Ralph will announce her pregnancy right before he loses the next Vickers hearing, whether she's actually pregnant or not.


----------



## Tom Myers (Aug 2, 2021)

Neigh


----------



## Heavy Rainfall2 (Aug 2, 2021)

Ralph's penis is probably too small to get into that horse cunt.


----------



## Null (Aug 2, 2021)

There is a 100% chance after the elation of Ralph's first W in 3 years they made a second demon baby.

I realized watching the stream that the only thing they actually have in common is how much they hate me.


----------



## McMitch4kf (Aug 2, 2021)

Null said:


> There is a 100% chance after the elation of Ralph's first W in 3 years they made a second demon baby.
> 
> I realized watching the stream that the only thing they actually have in common is how much they hate me.


My money is still on her switching gears and hitting you up when she realizes you probably make more money than he does.


----------



## WeWuzFinns (Aug 2, 2021)

Null said:


> There is a 100% chance after the elation of Ralph's first W in 3 years they made a second demon baby.
> 
> I realized watching the stream that the only thing they actually have in common is how much they hate me.


Pantsu is just acting bratty, because he wants a spanking from the big daddy. He totally fanboyed over you when you called the gunt.


----------



## Fannyscum (Aug 2, 2021)

She's already pregnant and the proposal is just the lead-up to a shotgun wedding.


----------



## Balloon Smooth (Aug 2, 2021)

Null said:


> There is a 100% chance after the elation of Ralph's first W in 3 years they made a second demon baby.
> 
> I realized watching the stream that the only thing they actually have in common is how much they hate me.

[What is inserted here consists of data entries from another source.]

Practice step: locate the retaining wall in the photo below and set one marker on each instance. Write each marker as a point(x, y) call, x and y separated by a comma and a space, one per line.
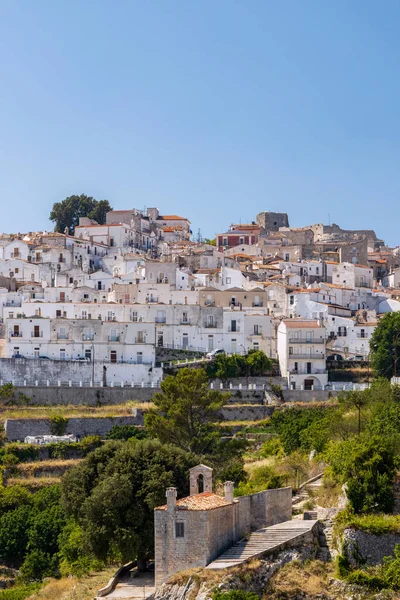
point(19, 429)
point(363, 548)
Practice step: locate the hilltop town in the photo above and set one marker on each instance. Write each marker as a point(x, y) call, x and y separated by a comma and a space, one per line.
point(113, 296)
point(190, 415)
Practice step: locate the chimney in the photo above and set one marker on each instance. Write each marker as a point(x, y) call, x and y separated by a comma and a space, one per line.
point(228, 490)
point(171, 499)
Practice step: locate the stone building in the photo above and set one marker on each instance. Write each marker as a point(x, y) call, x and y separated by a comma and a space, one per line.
point(193, 531)
point(270, 221)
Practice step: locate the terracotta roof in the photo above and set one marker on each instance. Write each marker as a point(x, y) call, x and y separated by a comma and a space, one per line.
point(204, 501)
point(294, 324)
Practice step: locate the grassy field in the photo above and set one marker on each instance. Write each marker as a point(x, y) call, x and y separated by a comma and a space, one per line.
point(72, 410)
point(71, 588)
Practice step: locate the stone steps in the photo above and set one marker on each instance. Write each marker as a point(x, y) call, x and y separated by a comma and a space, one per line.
point(261, 541)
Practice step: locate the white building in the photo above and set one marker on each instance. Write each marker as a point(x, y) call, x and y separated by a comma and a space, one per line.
point(301, 352)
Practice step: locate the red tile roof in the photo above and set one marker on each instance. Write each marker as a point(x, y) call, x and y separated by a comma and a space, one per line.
point(204, 501)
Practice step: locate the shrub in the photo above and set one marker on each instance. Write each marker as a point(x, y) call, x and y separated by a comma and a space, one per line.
point(235, 595)
point(359, 577)
point(272, 447)
point(391, 569)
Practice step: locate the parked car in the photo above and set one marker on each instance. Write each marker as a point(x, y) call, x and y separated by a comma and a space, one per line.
point(215, 353)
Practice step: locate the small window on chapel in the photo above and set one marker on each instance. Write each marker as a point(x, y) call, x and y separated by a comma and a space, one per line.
point(179, 529)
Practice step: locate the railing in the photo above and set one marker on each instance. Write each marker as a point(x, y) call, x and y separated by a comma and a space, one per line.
point(307, 356)
point(306, 341)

You've bonded them. You and the forum are the glue holding it all together


----------



## Jew Lover 1488 (Aug 2, 2021)

May is gonna get  _*BLACKED*_


----------



## Null (Aug 2, 2021)

Balloon Smooth said:


> You've bonded them. You and the forum are the glue holding it all together


I'm basically Cupid


----------



## Disheveled Human (Aug 2, 2021)

Ralph will psychologically abuse her with threats of taking her to the glue factory when they are on the outs.


----------



## Sarah Connor (Aug 2, 2021)

Didn't know Gunt was into JRHNBR but here we are


----------



## Honored guest (Aug 2, 2021)

Null said:


> There is a 100% chance after the elation of Ralph's first W in 3 years they made a second demon baby.
> 
> I realized watching the stream that the only thing they actually have in common is how much they hate me.

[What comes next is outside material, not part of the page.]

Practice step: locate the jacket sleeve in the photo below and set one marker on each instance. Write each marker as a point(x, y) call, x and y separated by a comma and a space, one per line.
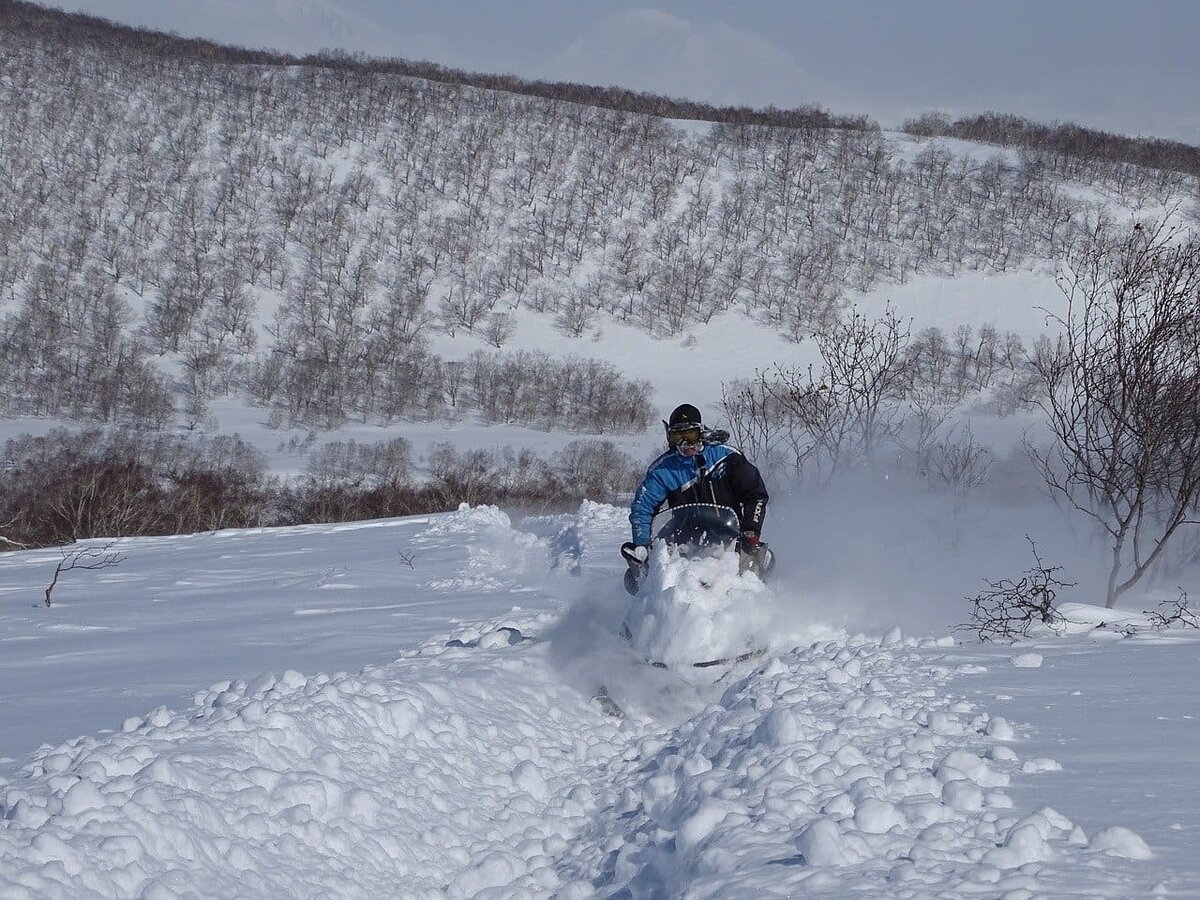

Have you ever interacted with the horse faced tranny, or is this a similar situation with Gator where she only hates you because the Gunt hates you?


----------



## Mr. Manchester (Aug 2, 2021)

If Ralph knocks up Pantsu I will concede that men can become pregnant.


----------



## Dick Molesterson (Aug 2, 2021)




----------



## GayestFurryTrash (Aug 2, 2021)

Gator is already carrying the child, May is excited at the chance to groom two children into her perfect sex toys. Ralph is busy screaming about Joshua Moon and corn on his stream to 300 people, basking in the glory of having filmed Chris Chan's arrest. Possibly the last thing of any real note he will do.


----------



## Ratling (Aug 3, 2021)

they will raise this child like A demon terminator to shut down kiwi farms and spite Josh.


----------



## Paddy O' Furniture (Aug 3, 2021)

I would strongly wager that the only reason he bought that ebay ring is because there's already one in there.

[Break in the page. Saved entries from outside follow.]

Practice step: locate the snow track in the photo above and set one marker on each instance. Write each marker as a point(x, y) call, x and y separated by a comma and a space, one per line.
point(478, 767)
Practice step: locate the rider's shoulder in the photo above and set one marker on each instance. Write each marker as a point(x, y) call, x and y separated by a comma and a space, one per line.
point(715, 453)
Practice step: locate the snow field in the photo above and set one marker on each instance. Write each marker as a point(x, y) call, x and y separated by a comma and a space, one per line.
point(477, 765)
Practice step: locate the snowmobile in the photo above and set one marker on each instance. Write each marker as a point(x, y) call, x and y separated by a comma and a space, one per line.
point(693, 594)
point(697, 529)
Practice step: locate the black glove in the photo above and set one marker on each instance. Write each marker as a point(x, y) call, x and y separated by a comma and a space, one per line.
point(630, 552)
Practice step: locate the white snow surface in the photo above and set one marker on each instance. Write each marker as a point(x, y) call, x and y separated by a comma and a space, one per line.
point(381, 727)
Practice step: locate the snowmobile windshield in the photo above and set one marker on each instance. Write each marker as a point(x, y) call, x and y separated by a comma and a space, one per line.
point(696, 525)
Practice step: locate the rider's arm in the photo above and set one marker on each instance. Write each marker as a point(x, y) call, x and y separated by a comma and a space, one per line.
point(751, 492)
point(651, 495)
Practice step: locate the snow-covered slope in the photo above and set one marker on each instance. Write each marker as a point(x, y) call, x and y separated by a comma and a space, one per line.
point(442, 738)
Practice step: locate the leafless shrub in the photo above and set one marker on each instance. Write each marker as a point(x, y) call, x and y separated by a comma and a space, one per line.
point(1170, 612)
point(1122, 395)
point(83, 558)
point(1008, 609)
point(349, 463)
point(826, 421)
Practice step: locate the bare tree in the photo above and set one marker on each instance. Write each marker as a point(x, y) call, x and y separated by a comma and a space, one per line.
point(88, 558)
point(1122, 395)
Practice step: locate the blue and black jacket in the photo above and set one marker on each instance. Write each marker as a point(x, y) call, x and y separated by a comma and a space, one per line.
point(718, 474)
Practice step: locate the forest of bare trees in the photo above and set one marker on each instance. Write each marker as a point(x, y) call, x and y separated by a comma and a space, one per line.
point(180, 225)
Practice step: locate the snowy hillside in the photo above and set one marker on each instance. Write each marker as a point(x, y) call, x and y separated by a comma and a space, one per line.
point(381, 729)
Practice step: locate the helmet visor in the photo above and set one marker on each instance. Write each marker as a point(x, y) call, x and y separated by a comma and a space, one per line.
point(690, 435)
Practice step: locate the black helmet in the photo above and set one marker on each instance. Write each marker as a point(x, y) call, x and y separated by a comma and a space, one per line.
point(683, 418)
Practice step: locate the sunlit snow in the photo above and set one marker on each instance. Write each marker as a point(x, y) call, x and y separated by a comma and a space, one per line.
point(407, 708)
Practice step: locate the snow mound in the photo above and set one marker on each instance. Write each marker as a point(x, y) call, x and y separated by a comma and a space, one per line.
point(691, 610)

One he can control, and one she can diddle.


----------



## FuzzMushr00m (Aug 3, 2021)

Paddy O' Furniture said:


> One he can control, and one she can diddle.


_One Child to lure them all, One Child to find them, One Child to bring them all and in the diddling bind them._


----------



## Jack Awful (Aug 18, 2021)

Null said:


> There is a 100% chance after the elation of Ralph's first W in 3 years they made a second demon baby.
> 
> I realized watching the stream that the only thing they actually have in common is how much they hate me.


Called it


----------



## AltisticRight (Aug 18, 2021)

The Fan Forum gave birth to two demonic spawns in the span of less than a year, what else, besides puppies, are on the table at this point?

The future is horrifying.


----------



## FM Bradley (Aug 18, 2021)

Hey Gunt, next time you think of cumming in a woman without protection, imagine your load is a milkshake and slurp it back out afterwards, okay?


----------



## Punished 🌍 (Aug 18, 2021)

Probably in next 2-3 years he'll be paying child support to both Faith and Pantsu because no way is Pantsu is going to be okay with Ralph doing Killstream while his making pennies while she has to work a real job and take care of baby and drunken Ralph.


----------



## Mr. Manchester (Aug 18, 2021)

Mr. Manchester said:


> If Ralph knocks up Pantsu I will concede that men can become pregnant.


...fuck


----------